Monday, December 11, 2006

Perhaps the Best 75-cent Purchase in the History of the World

By Conrad Spencer

I came of age as vinyl records were in decline. I remember a rack of vinyl in my local Wal-Mart, though the vinyl offerings paled compared to the cassette tape selection. By the time I started purchasing music with my allowance (about nine or 10 years of age), there were even a few albums available on CD.

So I don't have stash of vintage records, only a couple dusty cases of cassettes, which are mostly worn out, either from extensive playing or spending too many summer days in my first car. There's only one vinyl record in my house that I know of, and that's a copy of Sgt. Pepper's I bought for my wife (with the little paper dolls still intact) for $60. Still, whenever I find myself at a flea market or garage sale, I have to troll through the records in hopes of finding something from an artist I like that might be worth picking up. This never happens. To me, anyway.

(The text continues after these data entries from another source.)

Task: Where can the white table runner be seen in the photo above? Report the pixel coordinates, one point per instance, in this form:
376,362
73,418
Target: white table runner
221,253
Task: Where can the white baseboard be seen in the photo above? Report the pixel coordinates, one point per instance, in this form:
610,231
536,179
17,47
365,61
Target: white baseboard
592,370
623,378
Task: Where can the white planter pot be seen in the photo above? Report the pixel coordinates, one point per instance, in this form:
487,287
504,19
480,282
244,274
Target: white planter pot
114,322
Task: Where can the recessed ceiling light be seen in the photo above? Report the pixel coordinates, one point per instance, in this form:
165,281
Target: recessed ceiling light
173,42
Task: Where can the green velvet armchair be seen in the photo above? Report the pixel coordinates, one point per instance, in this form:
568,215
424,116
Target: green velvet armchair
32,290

Some people have better luck.

Forty years after it was made, The Velvet Underground's first recording has become a financial hit — in cyberspace. Bought for 75 cents four years ago at a Manhattan flea market, the rare recording of music that ended up on the influential New York band's first album, "The Velvet Underground & Nico," sold on eBay for a closing bid of $155,401.
And that will buy you a lot of smack.